One thing I know

One thing I know

“One thing I know: that though I was blind, now I see” (John 9:25).

It must have been bewildering for a man who had spent his life as an anonymous blind beggar to suddenly become the focus of everyone’s attention. The pressure increased as they brought him to the Pharisees. The man had not seen Jesus, but he had experienced His healing power. And we are privileged to see how his faith increased in the face of growing opposition. He is a great encouragement to us to witness to the Lord.

John tells us the Lord healed the man on the Sabbath day. The Pharisees asked how the man’s eyes were opened. He explains what happened, “He put clay on my eyes, and I washed, and I see.” Our witness is based on what the Lord has done. The Lord said to Legion, “Go home to your friends, and tell them what great things the Lord has done for you, and how He has had compassion on you” (Mark 5:19). With stunning arrogance, the Pharisees sweep aside a miracle the world had never seen before. And they declare with supreme self-righteousness and spiritual blindness, “This Man is not from God, because He does not keep the Sabbath.” They took a glorious opportunity to recognise and worship the Saviour and turned it into a vivid example of John 1:11: “He came to His own, and His own did not receive Him.” The Lord was rejected in the guise of spiritual thinking, They dismissed the Person who gave them the Sabbath and was using it to display His profound grace. At least some realised that such powerful signs of God’s kindness could not be the work of a sinner. The Pharisees asked the man what he thought of Jesus. In verse 11 he called Jesus “a Man”. In his response to the Pharisees he adds “He is a prophet” (v. 17). He honoured the Lord when so many dishonoured Him. Fundamentally our witness is to honour our Saviour in a world which still rejects Him.
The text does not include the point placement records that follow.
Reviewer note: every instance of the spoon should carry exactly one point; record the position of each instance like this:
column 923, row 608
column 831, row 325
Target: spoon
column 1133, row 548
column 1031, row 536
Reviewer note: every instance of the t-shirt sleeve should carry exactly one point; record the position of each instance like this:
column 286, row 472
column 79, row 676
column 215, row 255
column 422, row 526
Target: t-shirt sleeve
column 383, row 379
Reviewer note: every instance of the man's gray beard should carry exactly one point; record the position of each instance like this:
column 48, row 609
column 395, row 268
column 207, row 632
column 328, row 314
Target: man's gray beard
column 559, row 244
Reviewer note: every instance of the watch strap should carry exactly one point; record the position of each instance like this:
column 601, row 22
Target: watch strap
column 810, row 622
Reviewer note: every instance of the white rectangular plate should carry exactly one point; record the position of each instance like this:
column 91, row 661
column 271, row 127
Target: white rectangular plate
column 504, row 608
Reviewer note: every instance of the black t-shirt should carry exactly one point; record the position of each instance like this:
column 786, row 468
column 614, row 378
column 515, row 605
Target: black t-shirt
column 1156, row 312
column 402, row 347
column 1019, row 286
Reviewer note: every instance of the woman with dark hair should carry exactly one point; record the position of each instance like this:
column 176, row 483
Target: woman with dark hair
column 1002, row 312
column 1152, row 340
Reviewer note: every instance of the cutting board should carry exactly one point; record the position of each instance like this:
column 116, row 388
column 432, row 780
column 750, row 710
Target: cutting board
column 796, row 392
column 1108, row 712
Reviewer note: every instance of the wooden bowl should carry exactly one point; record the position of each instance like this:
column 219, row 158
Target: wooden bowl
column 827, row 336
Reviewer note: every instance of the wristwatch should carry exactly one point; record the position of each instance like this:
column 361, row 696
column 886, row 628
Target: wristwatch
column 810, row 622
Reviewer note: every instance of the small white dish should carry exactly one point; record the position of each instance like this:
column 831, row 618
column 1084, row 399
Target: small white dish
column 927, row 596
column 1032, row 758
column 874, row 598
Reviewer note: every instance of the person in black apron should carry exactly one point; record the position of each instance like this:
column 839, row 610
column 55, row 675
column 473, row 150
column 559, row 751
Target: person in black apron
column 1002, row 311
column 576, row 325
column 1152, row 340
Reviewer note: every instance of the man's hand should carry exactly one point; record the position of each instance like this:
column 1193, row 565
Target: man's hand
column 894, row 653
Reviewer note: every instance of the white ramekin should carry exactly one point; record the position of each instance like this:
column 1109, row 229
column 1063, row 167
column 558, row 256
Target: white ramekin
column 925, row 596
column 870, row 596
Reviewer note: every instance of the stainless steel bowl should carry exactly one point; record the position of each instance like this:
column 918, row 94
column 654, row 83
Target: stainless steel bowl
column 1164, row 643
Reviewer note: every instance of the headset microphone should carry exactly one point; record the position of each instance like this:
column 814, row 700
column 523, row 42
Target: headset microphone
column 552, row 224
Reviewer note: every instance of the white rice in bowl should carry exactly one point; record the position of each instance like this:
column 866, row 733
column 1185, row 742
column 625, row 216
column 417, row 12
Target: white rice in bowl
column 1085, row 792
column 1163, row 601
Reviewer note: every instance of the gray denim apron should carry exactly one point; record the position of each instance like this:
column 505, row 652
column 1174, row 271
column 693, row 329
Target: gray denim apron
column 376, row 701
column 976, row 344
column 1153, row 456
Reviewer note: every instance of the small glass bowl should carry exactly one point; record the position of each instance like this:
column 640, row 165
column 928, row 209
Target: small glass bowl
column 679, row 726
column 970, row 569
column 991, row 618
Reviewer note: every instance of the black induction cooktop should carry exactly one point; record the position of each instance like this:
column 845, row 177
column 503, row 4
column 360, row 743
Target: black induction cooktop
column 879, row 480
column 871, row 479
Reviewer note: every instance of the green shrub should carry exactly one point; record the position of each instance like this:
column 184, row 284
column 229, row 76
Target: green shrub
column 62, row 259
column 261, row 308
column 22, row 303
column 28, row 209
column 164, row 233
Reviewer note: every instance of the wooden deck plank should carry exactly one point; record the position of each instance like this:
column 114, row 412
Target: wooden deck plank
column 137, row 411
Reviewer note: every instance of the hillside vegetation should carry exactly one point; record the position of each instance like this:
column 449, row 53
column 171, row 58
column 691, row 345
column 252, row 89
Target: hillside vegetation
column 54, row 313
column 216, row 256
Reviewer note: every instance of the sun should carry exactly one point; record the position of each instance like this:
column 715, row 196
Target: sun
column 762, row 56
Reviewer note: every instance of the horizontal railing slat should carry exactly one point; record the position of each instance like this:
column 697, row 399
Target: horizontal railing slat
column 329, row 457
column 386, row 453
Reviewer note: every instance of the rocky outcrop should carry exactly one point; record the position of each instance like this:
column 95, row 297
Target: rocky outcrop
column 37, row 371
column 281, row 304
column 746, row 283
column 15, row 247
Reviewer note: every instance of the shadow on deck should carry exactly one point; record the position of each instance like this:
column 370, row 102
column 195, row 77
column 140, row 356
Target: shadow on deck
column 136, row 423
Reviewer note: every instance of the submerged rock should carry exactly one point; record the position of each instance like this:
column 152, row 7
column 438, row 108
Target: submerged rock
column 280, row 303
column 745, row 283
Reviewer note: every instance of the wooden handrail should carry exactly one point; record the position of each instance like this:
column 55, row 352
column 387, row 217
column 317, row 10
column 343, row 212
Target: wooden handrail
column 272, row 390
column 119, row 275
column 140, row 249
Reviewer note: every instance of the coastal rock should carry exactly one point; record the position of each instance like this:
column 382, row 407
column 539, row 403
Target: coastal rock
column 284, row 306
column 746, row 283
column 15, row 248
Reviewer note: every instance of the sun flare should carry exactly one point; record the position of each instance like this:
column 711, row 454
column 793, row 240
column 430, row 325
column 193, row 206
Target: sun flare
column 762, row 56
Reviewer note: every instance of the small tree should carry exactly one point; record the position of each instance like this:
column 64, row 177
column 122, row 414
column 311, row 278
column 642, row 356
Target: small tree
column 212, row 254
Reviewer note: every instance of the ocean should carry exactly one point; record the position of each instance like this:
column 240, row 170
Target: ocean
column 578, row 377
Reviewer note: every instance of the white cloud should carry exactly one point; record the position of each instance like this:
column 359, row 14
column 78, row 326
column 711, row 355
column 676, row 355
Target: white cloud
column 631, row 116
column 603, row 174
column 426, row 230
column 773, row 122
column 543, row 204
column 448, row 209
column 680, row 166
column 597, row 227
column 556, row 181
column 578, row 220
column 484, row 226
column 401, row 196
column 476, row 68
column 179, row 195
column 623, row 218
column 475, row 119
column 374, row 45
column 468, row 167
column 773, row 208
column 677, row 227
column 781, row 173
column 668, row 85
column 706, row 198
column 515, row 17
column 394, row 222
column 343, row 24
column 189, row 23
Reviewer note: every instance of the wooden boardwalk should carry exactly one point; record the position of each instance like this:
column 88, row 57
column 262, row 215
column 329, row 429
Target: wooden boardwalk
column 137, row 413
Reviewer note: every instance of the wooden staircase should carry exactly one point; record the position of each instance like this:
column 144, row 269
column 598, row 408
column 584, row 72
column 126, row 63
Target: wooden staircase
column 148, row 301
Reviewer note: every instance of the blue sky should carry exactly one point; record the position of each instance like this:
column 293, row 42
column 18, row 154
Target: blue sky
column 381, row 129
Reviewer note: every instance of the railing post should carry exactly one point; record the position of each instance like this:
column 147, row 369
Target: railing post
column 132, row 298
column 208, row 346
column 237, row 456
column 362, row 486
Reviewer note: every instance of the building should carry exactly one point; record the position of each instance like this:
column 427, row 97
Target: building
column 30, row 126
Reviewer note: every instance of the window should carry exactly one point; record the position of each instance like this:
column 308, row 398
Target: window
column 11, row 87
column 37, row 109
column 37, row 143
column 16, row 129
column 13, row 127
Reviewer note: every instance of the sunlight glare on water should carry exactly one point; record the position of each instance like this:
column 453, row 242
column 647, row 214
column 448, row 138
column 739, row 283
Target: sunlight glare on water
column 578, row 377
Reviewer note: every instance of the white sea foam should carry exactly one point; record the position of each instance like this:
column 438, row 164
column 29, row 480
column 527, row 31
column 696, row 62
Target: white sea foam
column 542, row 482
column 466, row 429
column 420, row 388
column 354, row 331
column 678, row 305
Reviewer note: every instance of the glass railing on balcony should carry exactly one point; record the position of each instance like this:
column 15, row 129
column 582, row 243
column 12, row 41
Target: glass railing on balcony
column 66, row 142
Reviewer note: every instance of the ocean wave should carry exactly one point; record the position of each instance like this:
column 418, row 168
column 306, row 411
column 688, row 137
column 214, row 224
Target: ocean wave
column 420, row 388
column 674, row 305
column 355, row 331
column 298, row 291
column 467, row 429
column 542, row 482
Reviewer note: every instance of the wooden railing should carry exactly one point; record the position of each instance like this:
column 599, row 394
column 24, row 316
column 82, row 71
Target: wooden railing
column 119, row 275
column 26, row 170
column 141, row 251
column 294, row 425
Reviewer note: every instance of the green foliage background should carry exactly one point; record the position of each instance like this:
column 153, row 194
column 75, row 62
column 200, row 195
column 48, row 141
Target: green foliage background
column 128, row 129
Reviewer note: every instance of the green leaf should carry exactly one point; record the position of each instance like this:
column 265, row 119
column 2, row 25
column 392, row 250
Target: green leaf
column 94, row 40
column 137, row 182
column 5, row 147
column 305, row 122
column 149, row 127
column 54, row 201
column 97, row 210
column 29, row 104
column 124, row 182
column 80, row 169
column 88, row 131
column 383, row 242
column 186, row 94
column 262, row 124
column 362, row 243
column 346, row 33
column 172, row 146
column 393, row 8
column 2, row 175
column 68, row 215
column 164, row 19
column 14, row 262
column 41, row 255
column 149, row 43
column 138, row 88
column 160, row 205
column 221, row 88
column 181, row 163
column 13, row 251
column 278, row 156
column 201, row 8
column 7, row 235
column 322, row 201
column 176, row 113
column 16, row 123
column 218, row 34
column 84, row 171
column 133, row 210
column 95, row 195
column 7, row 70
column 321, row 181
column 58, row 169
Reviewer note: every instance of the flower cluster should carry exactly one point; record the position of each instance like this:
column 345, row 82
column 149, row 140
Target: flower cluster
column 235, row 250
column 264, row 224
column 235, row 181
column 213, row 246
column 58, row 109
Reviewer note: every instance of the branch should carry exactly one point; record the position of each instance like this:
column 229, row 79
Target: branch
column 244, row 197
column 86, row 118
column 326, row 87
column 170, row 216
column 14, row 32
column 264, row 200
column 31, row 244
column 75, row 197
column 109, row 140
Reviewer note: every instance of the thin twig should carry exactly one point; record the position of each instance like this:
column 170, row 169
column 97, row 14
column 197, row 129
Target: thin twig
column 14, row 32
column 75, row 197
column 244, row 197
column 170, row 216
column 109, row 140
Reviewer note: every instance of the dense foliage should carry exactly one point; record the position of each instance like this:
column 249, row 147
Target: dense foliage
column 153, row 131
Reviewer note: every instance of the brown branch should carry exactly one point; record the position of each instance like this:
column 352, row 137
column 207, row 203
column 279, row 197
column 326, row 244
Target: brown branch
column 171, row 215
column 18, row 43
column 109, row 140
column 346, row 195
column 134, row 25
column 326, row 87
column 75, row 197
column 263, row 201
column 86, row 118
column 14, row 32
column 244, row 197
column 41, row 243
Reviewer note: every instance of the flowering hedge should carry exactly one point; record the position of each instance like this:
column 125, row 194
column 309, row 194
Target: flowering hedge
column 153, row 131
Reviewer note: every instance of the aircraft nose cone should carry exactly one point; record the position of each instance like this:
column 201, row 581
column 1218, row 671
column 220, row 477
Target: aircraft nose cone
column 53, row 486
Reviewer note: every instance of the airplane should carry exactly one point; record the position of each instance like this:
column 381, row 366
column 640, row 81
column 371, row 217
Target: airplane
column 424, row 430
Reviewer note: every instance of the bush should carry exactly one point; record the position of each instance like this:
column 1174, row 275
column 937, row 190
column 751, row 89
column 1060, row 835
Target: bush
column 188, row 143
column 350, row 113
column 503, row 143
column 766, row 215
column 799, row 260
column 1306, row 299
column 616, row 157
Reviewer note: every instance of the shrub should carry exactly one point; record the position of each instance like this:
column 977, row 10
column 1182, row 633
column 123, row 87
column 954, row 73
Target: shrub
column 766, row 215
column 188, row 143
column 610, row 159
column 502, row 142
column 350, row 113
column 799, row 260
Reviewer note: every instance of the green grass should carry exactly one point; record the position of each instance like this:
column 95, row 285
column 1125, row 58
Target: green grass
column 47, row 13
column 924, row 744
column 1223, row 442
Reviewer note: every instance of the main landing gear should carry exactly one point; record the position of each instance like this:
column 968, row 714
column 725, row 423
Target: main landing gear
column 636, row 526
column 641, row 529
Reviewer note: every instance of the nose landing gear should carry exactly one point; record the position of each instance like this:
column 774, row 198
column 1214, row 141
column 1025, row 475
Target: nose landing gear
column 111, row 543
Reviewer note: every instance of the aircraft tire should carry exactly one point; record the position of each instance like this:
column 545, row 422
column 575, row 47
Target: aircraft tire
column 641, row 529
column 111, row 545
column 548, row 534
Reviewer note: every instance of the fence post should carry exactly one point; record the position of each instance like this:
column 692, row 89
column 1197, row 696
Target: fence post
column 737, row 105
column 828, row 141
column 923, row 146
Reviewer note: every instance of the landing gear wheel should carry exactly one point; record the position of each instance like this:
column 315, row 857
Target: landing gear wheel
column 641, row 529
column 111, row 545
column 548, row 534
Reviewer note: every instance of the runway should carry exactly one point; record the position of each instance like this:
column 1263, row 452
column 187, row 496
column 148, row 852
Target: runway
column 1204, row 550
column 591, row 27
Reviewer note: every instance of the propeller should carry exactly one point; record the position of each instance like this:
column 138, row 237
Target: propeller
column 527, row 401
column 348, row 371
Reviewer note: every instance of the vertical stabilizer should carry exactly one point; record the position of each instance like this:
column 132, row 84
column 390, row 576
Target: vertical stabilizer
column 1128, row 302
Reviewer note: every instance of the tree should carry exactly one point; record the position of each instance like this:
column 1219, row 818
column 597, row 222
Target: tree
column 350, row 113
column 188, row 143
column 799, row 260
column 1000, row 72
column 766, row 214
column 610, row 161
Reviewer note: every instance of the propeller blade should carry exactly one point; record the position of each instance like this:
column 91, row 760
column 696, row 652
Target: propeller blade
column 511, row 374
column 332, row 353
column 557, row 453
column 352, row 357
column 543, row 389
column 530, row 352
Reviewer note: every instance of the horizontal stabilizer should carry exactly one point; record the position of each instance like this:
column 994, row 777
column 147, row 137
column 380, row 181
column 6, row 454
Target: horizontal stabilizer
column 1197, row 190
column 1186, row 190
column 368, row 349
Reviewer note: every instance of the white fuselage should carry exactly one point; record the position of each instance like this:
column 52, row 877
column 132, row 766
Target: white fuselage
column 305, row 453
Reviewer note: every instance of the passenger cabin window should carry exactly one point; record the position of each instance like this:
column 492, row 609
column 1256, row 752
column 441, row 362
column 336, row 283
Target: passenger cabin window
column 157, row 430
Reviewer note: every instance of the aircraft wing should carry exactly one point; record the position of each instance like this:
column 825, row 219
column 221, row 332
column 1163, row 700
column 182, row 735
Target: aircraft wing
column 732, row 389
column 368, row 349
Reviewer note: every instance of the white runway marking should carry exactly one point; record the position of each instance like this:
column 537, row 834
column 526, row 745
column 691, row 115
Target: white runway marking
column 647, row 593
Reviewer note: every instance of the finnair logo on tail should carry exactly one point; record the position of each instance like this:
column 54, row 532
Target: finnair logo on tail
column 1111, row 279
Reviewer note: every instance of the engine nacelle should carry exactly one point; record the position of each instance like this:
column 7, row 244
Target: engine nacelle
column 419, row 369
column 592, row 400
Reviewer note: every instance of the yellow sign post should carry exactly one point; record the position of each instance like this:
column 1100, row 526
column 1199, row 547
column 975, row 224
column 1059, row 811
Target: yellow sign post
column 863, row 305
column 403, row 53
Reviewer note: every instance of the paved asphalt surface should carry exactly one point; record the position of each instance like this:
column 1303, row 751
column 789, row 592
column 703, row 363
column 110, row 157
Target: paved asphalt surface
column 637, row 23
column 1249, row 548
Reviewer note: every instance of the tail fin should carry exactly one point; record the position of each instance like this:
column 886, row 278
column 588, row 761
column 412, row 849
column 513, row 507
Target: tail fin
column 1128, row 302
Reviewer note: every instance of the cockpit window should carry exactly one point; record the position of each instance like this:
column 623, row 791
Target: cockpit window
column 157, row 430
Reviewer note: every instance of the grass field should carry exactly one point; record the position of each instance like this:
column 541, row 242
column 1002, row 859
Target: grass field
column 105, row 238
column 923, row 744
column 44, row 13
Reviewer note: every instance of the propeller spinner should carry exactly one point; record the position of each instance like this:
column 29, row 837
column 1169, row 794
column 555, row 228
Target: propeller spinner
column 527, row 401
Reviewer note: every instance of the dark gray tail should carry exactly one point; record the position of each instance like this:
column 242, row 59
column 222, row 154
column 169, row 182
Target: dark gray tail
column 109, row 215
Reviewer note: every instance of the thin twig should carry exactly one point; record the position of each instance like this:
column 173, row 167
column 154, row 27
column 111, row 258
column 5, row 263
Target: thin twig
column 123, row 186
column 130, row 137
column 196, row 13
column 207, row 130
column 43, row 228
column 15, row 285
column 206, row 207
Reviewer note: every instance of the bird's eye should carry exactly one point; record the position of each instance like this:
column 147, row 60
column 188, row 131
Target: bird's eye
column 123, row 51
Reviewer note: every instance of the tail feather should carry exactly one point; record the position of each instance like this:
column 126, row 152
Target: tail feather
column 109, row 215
The Pharisees then proceed to a diversion, that of asking the man’s parents if the man was their son. They confirm he is. To end the matter, with hearts full of spiritual pride, they tell the man to “Give God the glory! We know that this man is a sinner.” But the man was no longer a beggar who could be ignored; he was now a man of faith. In the power of that simple faith he gives his memorable reply, “Whether He is a sinner or not I do not know. One thing I know: that though I was blind, now I see.” He based his witness to the Lord on the evidence of His power to create sight where none had existed. The man teaches us to glorify the Person of Christ. Whatever the reaction to our witness is, when we honour the Son, the Father will bring blessing out of our testimony. The Pharisees struggled to cope with such a clear witness and asked again how he received his sight. He was witnessing to the spiritually blind Pharisees. Today there is still blindness to Jesus Christ. Our witness is to demonstrate how our blindness was removed. The man’s faith was direct and confident (v. 27). It challenged his hearers, “Do you also want to become His disciples?” In the face of such conviction, the Pharisees’ mask drops and they resort to attempting to belittle the man, and the Person of Christ: “As for this fellow, we do not know where He is from” (v. 29). The man, however, not only saw with his eyes; he also had spiritual sight. By God’s grace, as the man begins to suffer persecution for his witness to Christ, he is given the words to say, and he instructs the Pharisees in the ways of God (vv. 30-33), concluding, “If this man were not from God, He could do nothing.” Their only response was to intensify their abuse, describing him as “born in sin”, and they throw him out of the meeting. 

Physical blindness had made our friend a lonely outcast. His faith and spiritual sight made him an outcast. But not a lonely one. Jesus found him.